Ехали мимо университета; у решётки ворот стоял студент с поднятым башлыком пальто.
— А что, Антон Павлович, нынче в этом здании через улицу? Тоже университетское помещение?
— Да, Алексей Сергеевич. Его называют Старый университет. В Москве два университета: старый и новый.
Свернули на Воздвиженку, остановились у Шереметьевского дома, где помещался Охотничий клуб, и начался назойливый дождь. Начался с мороси, но быстро разогнался в ливень. Не солнцу же освещать постыдную встречу с людьми, ожидавшими автора «Чайки», а увидевшими приятеля Суворина.
— Теперь я понимаю, Алексей Сергеевич, почему вас называют генералом, — сказал он, когда, открыв двери, увидел встречающего их Немировича-Данченко в длинном визитном сюртуке, с непроницаемо-респектабельным лицом и толпящихся за ним актёров.
Почему-то запотели стёкла пенсне, и он никого не мог разглядеть, а присутствие покровителя настолько раздражало и стесняло, что он чувствовал себя как робкий приятель важного лица. А Суворин держался именно генералом, инспектирующим воинскую часть: надменно вскидывал бороду, расспрашивал и внимательно оглядывал и актёров, и помещение, и реквизит, особенно интересуясь старинной посудой, приготовленной для «Царя Фёдора Иоанновича». Немирович представлял актёров, но Чехов только слышал незапоминающиеся фамилии и почти не различал незнакомые лица, за исключением, конечно, земляка-таганрожца Вишневского, который кончил гимназию на год позже, вместе с братом Иваном.

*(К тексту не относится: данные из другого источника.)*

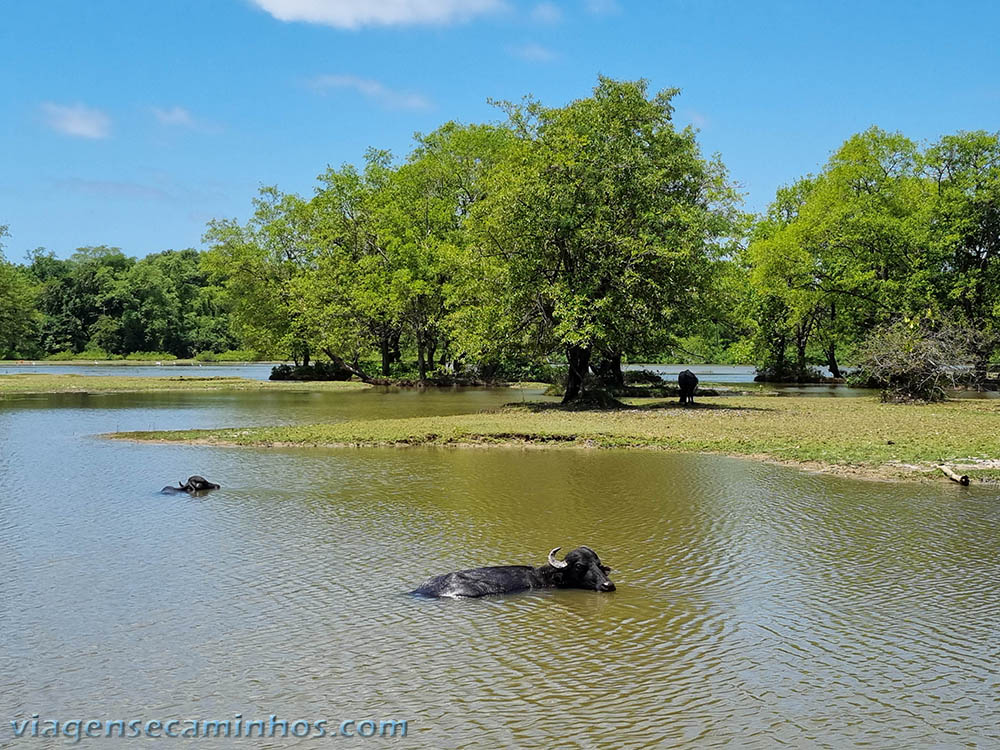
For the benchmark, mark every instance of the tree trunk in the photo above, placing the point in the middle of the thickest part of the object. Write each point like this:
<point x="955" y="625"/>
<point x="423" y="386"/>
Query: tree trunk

— Давайте начнём репетицию, — попросил он режиссёра.
— Мы приготовили прогон первого действия и ещё половину второго действия. Не возражаете, господа?
Они, конечно, не возражали, и все направились в небольшой зрительный зал, снятый для репетиций. Здесь Немирович усадил гостей рядом с собой и достал из режиссёрского столика жёлтую книжку пьес Чехова, но не обычную, а разросшуюся в ширину шелестящими листами бумаги, приклеенными к страницам и исписанными мелким почерком.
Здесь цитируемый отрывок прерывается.